Following proof generation, the off-chain entity retrieves the ZK proof and circuit's public output from the Coprocessor. It constructs a ZKMessage, which includes the circuit's public output (forming the processorMessage), the registry ID, a blockNumber for replay protection, and the target authorizationContract address. This ZKMessage and ZK proof are submitted to the executeZKMessage function of the Authorization contract.

On-Chain Processing

This triggers on-chain processing. The Authorization contract performs initial checks, verifying sender authorization for the registry ID and ensuring replay protection using the blockNumber. If checks pass, it calls the verify function on the VerificationGateway, passing the ZK proof and relevant public inputs from the ZKMessage. The VerificationGateway uses the registry ID to fetch the correct VK and verify the proof. The first 32 bytes of public inputs are a "Coprocessor Root" hash, with application-specific circuit output following.
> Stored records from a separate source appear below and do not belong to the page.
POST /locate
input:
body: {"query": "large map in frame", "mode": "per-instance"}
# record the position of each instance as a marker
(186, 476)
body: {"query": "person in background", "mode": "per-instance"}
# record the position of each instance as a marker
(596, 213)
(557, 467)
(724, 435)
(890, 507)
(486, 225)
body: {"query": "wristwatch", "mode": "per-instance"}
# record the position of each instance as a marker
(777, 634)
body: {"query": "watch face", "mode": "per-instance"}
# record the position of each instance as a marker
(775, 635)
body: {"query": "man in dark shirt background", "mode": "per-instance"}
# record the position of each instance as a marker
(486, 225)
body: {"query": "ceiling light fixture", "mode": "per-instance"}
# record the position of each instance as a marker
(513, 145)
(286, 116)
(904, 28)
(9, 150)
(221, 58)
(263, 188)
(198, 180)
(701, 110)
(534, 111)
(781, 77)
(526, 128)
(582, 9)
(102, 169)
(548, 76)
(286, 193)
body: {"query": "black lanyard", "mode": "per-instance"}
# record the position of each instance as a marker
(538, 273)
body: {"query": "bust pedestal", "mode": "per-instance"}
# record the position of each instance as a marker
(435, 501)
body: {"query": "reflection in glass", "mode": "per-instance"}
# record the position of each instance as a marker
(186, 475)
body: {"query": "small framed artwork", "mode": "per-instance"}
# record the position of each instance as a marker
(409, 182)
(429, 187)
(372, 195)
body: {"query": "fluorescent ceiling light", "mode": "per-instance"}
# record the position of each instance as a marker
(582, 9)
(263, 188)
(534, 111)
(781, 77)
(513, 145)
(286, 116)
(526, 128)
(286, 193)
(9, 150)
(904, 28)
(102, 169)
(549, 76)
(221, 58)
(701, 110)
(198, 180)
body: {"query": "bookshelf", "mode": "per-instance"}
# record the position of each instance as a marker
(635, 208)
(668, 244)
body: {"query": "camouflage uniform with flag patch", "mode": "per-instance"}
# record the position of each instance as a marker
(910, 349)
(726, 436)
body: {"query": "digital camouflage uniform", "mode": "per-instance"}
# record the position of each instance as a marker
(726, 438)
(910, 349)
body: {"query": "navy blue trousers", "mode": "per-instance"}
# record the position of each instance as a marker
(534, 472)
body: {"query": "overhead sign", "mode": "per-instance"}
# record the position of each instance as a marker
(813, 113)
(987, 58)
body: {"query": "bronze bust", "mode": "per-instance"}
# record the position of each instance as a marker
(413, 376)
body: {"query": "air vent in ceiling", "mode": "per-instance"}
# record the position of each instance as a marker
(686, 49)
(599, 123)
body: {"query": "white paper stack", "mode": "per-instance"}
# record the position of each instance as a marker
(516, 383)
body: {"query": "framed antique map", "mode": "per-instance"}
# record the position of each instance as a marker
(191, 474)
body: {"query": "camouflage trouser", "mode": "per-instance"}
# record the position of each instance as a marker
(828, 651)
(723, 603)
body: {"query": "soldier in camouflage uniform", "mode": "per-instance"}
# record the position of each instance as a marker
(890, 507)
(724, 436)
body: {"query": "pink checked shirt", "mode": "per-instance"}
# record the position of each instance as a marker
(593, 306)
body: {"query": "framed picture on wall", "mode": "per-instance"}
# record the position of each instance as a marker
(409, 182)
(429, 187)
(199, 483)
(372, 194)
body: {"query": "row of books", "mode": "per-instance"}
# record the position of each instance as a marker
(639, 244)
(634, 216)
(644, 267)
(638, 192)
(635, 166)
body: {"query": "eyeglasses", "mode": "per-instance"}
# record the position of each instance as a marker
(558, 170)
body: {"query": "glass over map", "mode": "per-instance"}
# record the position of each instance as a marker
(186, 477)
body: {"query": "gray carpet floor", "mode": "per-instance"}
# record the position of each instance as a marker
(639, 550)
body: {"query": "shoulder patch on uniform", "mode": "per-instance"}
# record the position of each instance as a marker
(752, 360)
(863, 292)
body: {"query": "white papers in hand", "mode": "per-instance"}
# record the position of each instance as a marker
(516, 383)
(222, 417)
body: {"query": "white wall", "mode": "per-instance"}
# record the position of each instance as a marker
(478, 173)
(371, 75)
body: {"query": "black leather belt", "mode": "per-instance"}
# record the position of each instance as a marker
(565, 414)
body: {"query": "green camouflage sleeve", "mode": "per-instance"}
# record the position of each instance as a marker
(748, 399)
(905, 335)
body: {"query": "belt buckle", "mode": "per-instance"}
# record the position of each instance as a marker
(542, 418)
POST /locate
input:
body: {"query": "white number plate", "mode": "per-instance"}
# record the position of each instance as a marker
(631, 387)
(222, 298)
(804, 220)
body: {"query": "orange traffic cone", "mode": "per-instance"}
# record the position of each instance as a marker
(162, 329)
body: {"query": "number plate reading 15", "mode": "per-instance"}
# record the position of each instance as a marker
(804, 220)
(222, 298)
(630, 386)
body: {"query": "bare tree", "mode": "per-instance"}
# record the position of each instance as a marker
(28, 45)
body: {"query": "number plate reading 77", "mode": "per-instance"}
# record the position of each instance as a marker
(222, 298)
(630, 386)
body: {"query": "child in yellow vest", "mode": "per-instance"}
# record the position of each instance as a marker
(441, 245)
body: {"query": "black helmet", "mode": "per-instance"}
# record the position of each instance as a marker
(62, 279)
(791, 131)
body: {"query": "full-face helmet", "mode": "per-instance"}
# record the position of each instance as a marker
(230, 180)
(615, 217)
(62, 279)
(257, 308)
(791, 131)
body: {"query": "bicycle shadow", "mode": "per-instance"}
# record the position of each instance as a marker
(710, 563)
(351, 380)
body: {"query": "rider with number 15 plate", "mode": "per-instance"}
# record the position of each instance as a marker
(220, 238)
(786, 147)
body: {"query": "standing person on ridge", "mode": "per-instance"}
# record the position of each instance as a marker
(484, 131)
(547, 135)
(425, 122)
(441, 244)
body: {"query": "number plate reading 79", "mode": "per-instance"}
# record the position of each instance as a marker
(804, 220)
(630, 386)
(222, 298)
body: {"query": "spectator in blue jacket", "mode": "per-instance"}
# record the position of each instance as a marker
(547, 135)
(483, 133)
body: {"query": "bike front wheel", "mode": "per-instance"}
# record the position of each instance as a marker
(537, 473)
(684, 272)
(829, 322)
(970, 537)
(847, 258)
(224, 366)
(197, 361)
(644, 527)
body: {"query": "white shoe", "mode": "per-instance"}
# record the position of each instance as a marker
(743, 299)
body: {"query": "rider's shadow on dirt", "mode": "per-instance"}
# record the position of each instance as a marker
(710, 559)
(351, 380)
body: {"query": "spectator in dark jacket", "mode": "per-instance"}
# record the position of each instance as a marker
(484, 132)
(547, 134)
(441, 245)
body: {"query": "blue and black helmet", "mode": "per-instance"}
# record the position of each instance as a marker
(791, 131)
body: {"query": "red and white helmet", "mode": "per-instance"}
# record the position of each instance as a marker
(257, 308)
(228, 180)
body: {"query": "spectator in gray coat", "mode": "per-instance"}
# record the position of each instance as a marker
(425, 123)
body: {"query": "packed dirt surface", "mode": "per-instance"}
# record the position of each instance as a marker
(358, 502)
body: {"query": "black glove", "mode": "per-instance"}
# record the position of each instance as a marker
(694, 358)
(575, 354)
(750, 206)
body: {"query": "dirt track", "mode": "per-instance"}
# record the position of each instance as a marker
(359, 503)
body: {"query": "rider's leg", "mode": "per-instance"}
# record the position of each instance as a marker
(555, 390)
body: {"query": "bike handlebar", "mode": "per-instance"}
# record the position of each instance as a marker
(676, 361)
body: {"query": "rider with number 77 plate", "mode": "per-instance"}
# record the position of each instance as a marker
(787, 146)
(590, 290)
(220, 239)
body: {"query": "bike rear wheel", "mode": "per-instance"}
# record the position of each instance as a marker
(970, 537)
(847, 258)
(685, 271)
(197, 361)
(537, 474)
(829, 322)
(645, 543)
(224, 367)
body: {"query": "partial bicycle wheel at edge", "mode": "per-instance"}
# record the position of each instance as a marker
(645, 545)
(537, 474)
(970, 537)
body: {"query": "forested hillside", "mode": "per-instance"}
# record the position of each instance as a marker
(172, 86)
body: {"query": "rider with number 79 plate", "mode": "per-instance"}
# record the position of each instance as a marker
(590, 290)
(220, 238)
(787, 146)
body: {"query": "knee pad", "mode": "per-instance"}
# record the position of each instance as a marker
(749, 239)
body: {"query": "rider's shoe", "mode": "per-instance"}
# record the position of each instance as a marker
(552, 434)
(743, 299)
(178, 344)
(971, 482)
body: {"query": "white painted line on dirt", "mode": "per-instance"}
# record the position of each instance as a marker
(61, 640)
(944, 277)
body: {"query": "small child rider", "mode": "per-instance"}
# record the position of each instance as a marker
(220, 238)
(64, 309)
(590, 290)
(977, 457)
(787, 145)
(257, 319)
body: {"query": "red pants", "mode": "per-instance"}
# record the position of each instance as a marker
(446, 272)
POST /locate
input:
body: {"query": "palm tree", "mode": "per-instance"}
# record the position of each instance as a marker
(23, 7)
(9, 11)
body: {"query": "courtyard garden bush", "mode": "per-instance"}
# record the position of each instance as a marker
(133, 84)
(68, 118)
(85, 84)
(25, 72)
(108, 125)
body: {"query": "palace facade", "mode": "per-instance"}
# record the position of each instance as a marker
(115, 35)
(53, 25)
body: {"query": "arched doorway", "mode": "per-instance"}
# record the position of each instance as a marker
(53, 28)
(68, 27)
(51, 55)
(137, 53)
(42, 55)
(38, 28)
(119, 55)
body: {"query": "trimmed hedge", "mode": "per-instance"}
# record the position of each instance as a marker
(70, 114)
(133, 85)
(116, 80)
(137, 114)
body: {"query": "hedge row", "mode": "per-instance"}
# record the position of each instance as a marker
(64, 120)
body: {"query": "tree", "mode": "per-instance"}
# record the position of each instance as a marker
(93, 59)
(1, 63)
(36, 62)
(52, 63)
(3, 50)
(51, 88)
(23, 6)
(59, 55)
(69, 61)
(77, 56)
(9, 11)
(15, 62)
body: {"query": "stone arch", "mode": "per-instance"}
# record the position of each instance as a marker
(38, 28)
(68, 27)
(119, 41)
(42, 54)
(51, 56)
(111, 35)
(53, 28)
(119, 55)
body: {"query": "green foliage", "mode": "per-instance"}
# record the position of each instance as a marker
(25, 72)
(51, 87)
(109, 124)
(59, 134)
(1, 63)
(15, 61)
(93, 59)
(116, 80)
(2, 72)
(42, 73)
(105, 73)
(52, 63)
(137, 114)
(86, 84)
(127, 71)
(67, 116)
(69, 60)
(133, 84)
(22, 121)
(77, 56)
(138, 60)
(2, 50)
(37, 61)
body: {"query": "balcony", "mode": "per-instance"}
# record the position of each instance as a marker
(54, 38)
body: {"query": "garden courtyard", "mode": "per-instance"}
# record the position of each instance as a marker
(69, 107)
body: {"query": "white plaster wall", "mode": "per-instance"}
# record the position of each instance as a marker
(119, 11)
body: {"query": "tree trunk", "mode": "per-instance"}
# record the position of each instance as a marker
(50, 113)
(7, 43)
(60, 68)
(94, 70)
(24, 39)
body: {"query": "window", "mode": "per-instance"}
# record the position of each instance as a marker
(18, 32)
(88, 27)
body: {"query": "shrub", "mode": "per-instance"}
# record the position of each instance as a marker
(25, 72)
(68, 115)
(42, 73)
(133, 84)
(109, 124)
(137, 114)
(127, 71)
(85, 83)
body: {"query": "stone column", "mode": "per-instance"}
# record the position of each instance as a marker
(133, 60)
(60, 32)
Execution of Proven Action

Upon successful proof verification, the Authorization contract considers the ZKMessage contents (specifically the processorMessage) authentic and authorized. It dispatches this processorMessage to the appropriate Valence Processor contract for execution, leading to blockchain state changes based on the ZK-proven off-chain computation.

This system allows Valence to securely integrate complex off-chain logic with its on-chain operations, opening up a wide range of advanced application possibilities.